Pigment found on the temple and kiosk indicates that they were painted blue, red, and yellow, colors that would have stood out vividly against the austere desert backdrop. “Most temples in the past would have been painted or colored in some way,” says Anderson. “But we have been fortunate, because of the conditions, to have some of the pigments preserved. Because we’ve actually found them on pieces of plaster, we’ve been able to reconstruct to a certain degree what, for example, the kiosk looked like—and, boy, was it a brightly colored building.” The complex’s coloring would have made it all the more impressive. “The statement the temple would have made about the state religion would have been fabulous,” says Yellin, “especially if you went for one of these festivals with the procession and all the pomp.”
In a rubbish dump behind the temple, archaeologists have found evidence that the complex drew worshippers in large numbers. In just a small trench, they have found more than a million fragments of cone-shaped ceramic molds used to make offerings to Amun.
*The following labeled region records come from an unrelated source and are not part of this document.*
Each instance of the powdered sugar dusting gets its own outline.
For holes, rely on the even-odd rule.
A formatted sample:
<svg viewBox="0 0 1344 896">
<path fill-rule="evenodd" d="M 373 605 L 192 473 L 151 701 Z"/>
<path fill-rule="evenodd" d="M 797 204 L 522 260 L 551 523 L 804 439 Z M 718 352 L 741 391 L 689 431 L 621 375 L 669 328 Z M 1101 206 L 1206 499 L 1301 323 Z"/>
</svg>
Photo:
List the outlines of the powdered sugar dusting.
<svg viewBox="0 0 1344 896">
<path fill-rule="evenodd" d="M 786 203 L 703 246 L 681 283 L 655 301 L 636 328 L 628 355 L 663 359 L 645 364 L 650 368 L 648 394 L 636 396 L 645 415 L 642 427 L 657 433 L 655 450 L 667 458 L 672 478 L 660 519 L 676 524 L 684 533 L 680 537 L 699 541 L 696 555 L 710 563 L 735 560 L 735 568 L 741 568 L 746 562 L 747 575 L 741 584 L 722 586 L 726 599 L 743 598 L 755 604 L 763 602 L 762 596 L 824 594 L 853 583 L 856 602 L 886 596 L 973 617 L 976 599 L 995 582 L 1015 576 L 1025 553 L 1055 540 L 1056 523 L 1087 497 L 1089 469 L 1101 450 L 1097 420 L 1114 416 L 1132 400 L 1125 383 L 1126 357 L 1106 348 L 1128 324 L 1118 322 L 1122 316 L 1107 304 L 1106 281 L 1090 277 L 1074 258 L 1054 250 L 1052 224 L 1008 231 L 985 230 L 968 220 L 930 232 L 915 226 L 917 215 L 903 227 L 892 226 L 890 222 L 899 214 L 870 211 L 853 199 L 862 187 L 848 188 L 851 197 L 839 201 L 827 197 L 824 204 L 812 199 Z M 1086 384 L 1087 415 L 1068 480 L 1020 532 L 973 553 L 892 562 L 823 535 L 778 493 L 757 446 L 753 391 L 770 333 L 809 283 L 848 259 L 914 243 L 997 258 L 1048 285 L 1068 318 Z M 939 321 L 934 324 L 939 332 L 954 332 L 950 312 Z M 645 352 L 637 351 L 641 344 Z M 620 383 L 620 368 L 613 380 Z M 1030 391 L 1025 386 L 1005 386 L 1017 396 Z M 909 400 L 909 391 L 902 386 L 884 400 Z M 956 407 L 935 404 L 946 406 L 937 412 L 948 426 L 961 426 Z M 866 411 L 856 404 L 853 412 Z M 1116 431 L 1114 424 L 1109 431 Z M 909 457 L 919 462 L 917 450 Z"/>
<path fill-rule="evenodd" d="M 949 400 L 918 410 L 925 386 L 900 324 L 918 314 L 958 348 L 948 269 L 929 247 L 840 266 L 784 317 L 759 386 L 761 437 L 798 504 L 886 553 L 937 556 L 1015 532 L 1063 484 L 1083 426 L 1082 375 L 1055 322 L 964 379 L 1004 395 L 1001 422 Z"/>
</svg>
Based on a count of mold bases, at least 77,000 such offerings are in evidence. “Ordinary people really worshipped there,” says Yellin. “The cult of Amun was culturally and religiously meaningful to them. Dangeil’s temple was more than just a structure that a ruler built there for political reasons.”
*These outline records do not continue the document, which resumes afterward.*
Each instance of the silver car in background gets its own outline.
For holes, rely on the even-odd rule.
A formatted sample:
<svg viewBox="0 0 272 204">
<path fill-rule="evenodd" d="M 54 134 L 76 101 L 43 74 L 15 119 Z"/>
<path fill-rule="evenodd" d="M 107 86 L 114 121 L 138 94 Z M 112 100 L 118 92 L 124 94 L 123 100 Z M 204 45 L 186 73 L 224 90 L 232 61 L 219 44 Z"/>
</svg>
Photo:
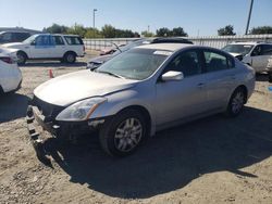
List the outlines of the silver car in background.
<svg viewBox="0 0 272 204">
<path fill-rule="evenodd" d="M 37 120 L 61 140 L 98 129 L 102 149 L 124 156 L 161 129 L 215 113 L 237 116 L 254 88 L 255 71 L 226 52 L 182 43 L 146 44 L 94 72 L 40 85 L 27 123 L 29 127 Z M 39 135 L 28 129 L 35 146 L 42 145 Z"/>
</svg>

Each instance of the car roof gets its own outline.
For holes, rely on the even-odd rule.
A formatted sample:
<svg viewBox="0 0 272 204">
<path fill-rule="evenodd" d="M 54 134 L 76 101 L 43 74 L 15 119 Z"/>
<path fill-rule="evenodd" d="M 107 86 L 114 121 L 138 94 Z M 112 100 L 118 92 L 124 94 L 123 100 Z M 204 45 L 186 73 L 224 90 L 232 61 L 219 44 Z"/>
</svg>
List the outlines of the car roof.
<svg viewBox="0 0 272 204">
<path fill-rule="evenodd" d="M 79 37 L 78 35 L 70 35 L 70 34 L 52 34 L 52 36 L 70 36 L 70 37 Z"/>
<path fill-rule="evenodd" d="M 246 46 L 256 46 L 256 44 L 272 44 L 271 42 L 261 42 L 261 41 L 237 41 L 230 44 L 246 44 Z"/>
<path fill-rule="evenodd" d="M 166 50 L 166 51 L 175 52 L 177 50 L 181 50 L 181 49 L 187 48 L 187 47 L 196 47 L 196 46 L 188 44 L 188 43 L 150 43 L 150 44 L 139 46 L 137 48 L 153 49 L 153 50 Z"/>
</svg>

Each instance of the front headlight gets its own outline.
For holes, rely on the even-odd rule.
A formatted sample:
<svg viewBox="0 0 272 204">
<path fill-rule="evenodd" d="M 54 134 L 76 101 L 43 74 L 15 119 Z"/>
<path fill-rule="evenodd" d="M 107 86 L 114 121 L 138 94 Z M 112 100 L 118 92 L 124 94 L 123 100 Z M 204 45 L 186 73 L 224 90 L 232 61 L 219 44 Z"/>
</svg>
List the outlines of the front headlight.
<svg viewBox="0 0 272 204">
<path fill-rule="evenodd" d="M 106 98 L 91 98 L 79 102 L 76 102 L 65 110 L 63 110 L 58 116 L 57 120 L 64 122 L 82 122 L 89 118 L 91 113 L 104 101 Z"/>
</svg>

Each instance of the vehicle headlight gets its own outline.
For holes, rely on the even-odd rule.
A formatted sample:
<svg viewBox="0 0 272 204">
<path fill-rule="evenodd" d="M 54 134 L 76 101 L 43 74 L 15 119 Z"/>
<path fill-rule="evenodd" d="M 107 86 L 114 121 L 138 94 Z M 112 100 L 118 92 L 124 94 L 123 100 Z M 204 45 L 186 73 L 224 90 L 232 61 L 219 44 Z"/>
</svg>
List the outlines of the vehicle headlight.
<svg viewBox="0 0 272 204">
<path fill-rule="evenodd" d="M 58 116 L 57 120 L 64 122 L 82 122 L 89 118 L 91 113 L 104 101 L 106 98 L 90 98 L 79 102 L 76 102 L 65 110 L 63 110 Z"/>
</svg>

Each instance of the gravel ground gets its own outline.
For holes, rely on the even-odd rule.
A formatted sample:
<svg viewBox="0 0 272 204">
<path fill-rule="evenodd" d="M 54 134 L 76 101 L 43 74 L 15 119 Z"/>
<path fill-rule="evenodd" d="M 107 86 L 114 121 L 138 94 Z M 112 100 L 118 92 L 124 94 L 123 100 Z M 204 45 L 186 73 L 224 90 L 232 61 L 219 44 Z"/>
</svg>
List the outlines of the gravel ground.
<svg viewBox="0 0 272 204">
<path fill-rule="evenodd" d="M 215 115 L 158 132 L 135 154 L 111 158 L 86 137 L 41 164 L 24 120 L 35 87 L 85 68 L 21 67 L 22 89 L 0 99 L 0 203 L 272 203 L 272 93 L 265 75 L 237 118 Z"/>
</svg>

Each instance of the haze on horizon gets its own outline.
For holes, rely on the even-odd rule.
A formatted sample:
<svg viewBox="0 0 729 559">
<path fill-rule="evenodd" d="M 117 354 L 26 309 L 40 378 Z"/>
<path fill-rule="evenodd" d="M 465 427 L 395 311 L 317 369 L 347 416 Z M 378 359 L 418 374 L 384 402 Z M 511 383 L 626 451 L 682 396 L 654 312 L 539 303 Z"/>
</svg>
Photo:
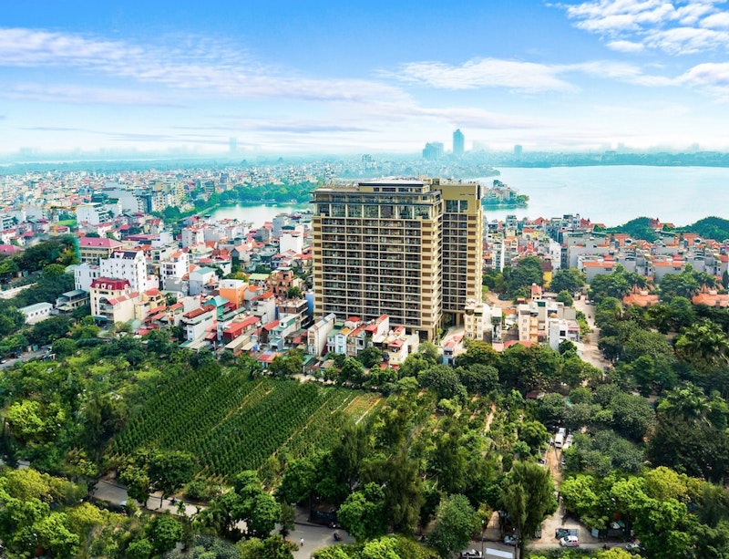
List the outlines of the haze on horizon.
<svg viewBox="0 0 729 559">
<path fill-rule="evenodd" d="M 8 3 L 0 153 L 727 150 L 725 7 Z"/>
</svg>

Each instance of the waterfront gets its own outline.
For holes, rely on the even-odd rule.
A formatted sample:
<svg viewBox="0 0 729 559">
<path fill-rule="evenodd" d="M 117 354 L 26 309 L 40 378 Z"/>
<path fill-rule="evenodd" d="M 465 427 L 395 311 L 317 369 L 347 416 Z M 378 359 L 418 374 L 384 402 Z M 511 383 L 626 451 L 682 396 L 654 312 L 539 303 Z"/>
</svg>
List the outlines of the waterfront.
<svg viewBox="0 0 729 559">
<path fill-rule="evenodd" d="M 487 219 L 507 215 L 550 218 L 579 213 L 593 223 L 615 226 L 641 216 L 688 225 L 715 215 L 729 218 L 729 168 L 725 167 L 550 167 L 499 168 L 498 177 L 478 179 L 489 186 L 497 178 L 529 197 L 526 208 L 484 208 Z M 237 218 L 260 226 L 281 212 L 309 204 L 220 206 L 215 219 Z"/>
<path fill-rule="evenodd" d="M 253 227 L 260 227 L 264 223 L 272 220 L 279 213 L 293 213 L 309 208 L 308 203 L 281 205 L 274 203 L 237 203 L 218 206 L 210 213 L 214 220 L 237 219 L 239 222 L 250 222 L 253 224 Z"/>
<path fill-rule="evenodd" d="M 608 226 L 641 216 L 689 225 L 714 215 L 729 218 L 729 168 L 550 167 L 499 168 L 499 181 L 529 197 L 527 208 L 484 209 L 488 220 L 579 213 Z M 479 179 L 490 185 L 493 177 Z"/>
</svg>

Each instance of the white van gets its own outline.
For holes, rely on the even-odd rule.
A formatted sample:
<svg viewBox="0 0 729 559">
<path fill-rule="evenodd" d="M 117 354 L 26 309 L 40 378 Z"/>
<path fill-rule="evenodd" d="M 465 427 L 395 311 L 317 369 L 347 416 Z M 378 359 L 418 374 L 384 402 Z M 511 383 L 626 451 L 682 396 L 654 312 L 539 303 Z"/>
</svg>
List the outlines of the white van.
<svg viewBox="0 0 729 559">
<path fill-rule="evenodd" d="M 578 547 L 580 545 L 580 538 L 576 535 L 566 535 L 560 540 L 560 545 L 562 547 Z"/>
</svg>

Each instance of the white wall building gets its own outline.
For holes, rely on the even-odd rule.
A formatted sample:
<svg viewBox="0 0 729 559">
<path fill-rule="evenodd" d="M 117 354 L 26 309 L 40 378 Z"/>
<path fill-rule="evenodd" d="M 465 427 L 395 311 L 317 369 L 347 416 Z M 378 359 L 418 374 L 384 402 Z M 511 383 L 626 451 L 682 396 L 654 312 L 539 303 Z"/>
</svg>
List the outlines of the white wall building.
<svg viewBox="0 0 729 559">
<path fill-rule="evenodd" d="M 156 276 L 147 275 L 147 260 L 142 251 L 115 251 L 109 258 L 99 262 L 101 275 L 128 280 L 131 290 L 140 293 L 159 289 Z"/>
<path fill-rule="evenodd" d="M 101 277 L 101 270 L 96 264 L 79 264 L 74 267 L 74 287 L 88 291 L 92 282 Z"/>
<path fill-rule="evenodd" d="M 326 349 L 326 337 L 334 327 L 336 316 L 334 313 L 309 326 L 306 331 L 306 351 L 309 355 L 322 356 Z"/>
<path fill-rule="evenodd" d="M 282 254 L 293 251 L 296 254 L 303 252 L 303 233 L 300 231 L 284 230 L 279 239 L 279 252 Z"/>
</svg>

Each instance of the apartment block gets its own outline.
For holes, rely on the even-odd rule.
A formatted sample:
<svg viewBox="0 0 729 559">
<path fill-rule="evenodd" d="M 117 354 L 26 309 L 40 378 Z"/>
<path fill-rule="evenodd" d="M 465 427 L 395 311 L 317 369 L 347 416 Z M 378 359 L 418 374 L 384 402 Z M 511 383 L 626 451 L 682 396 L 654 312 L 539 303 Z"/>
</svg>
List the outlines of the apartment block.
<svg viewBox="0 0 729 559">
<path fill-rule="evenodd" d="M 481 296 L 481 186 L 382 180 L 313 192 L 314 316 L 394 324 L 433 339 Z"/>
</svg>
Despite its once formidable appearance and popularity among the public, the first-century A.D. temple to Amun was eventually destroyed in a large fire that was preceded by looting and smashing of the altars. “The looters dug a hole through the sanctuary floor—perhaps they were looking for gold or treasure,” says Anderson. “The ram statues are also smashed into tiny little pieces, so it looks as if a group of people came, looted the temple, smashed stuff up, and then may have set it on fire.”
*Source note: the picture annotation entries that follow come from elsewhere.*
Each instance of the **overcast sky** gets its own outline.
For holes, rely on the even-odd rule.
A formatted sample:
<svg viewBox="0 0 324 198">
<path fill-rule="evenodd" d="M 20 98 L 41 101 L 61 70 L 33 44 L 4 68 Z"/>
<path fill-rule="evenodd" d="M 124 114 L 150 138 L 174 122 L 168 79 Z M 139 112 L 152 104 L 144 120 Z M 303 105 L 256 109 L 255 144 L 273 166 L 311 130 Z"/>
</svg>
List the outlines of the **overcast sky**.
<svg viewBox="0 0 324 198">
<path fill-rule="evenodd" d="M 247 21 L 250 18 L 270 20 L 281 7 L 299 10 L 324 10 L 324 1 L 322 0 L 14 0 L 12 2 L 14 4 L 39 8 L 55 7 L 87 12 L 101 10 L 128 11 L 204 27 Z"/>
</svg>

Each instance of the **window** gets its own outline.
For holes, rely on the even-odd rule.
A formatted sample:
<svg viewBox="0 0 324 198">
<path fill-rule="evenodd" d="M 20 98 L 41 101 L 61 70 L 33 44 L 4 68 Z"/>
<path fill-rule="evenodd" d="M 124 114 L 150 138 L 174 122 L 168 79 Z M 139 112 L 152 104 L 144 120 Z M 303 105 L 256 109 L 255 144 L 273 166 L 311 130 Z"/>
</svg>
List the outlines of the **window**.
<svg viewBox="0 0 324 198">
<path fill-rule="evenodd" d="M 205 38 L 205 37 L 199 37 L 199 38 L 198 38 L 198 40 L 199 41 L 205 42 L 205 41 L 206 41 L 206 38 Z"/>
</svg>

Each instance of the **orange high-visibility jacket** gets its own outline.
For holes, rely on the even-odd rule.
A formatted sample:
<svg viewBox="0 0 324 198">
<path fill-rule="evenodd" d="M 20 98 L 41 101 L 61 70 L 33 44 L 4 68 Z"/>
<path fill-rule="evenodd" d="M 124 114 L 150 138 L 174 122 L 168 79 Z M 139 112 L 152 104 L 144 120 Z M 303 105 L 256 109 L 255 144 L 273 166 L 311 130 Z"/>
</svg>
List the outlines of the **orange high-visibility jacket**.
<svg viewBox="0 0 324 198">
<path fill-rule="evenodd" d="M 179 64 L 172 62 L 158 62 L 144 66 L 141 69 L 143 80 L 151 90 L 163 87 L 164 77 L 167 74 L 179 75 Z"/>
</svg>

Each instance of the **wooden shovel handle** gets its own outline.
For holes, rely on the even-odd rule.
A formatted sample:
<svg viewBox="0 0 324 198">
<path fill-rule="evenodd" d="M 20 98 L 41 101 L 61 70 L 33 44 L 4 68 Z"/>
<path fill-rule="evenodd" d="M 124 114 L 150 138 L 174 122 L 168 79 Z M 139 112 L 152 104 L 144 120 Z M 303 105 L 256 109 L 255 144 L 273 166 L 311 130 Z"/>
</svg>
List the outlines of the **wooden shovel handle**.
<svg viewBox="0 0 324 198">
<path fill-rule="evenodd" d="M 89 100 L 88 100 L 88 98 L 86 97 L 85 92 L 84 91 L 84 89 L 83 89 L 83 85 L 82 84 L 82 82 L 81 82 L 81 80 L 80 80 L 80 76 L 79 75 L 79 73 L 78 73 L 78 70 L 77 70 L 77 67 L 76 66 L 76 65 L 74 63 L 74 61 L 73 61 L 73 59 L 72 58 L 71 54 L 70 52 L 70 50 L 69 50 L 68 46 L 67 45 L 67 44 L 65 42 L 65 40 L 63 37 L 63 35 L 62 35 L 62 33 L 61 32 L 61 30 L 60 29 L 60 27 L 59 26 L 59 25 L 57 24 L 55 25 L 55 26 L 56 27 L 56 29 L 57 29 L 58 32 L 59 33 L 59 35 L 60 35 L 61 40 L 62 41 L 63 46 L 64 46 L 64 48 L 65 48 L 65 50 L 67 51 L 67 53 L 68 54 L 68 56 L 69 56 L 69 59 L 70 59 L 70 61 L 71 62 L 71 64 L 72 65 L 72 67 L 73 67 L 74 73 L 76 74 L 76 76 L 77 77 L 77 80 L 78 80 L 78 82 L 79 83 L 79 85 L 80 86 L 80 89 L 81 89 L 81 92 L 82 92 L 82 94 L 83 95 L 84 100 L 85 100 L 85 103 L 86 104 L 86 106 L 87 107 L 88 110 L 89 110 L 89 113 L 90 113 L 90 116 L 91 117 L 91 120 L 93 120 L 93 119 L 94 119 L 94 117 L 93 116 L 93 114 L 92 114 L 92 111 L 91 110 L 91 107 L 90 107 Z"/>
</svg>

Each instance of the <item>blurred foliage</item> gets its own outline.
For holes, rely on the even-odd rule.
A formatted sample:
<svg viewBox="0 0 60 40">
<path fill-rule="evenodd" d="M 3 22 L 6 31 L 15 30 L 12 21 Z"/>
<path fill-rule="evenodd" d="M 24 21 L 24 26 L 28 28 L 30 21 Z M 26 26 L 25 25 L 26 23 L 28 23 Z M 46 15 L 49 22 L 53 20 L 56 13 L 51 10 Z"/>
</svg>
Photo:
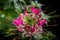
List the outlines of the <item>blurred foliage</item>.
<svg viewBox="0 0 60 40">
<path fill-rule="evenodd" d="M 0 33 L 6 35 L 5 37 L 15 35 L 15 26 L 12 24 L 12 20 L 15 19 L 20 13 L 23 13 L 25 6 L 33 5 L 35 7 L 41 8 L 42 4 L 38 3 L 37 0 L 0 0 Z M 52 14 L 54 12 L 49 13 Z M 42 12 L 42 18 L 49 21 L 49 18 L 54 16 L 48 16 Z M 57 16 L 55 16 L 57 17 Z M 46 39 L 48 36 L 53 36 L 50 32 L 46 34 Z M 42 36 L 38 36 L 38 38 Z M 54 36 L 53 36 L 54 37 Z"/>
</svg>

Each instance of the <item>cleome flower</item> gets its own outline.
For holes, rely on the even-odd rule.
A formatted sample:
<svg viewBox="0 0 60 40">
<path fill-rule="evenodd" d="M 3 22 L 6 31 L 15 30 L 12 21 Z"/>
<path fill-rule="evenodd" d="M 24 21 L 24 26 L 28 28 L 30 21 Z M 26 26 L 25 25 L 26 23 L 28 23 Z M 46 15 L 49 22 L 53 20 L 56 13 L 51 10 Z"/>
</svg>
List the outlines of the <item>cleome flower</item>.
<svg viewBox="0 0 60 40">
<path fill-rule="evenodd" d="M 42 26 L 46 23 L 46 20 L 40 17 L 42 10 L 33 6 L 30 7 L 30 10 L 30 13 L 25 10 L 24 14 L 21 13 L 12 22 L 17 30 L 22 32 L 26 37 L 35 36 L 37 33 L 43 32 Z"/>
</svg>

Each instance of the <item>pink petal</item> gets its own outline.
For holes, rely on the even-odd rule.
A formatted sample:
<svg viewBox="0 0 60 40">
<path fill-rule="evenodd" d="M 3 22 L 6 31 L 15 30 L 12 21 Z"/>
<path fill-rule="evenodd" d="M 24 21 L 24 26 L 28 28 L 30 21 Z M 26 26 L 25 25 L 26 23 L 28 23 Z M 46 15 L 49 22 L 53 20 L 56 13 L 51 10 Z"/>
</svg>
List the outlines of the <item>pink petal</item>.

Archaeologists have found no evidence of the date of the fire, though it most likely took place near the end of the Meroitic Kushite kingdom, which fell in the fourth century A.D. Anderson says that the temple appears to have been neglected and ultimately abandoned before the fire. “This might suggest a decline or weakening of centralized authority at Meroe and of the priesthood,” she says. Anderson is skeptical, however, that the destruction of the temple indicates a growing disregard for Amun. Evidence suggests that the god continued to be worshipped in Nubia for several centuries after the fall of the Meroitic kingdom—that is, until the Byzantines introduced Christianity in the sixth century A.D.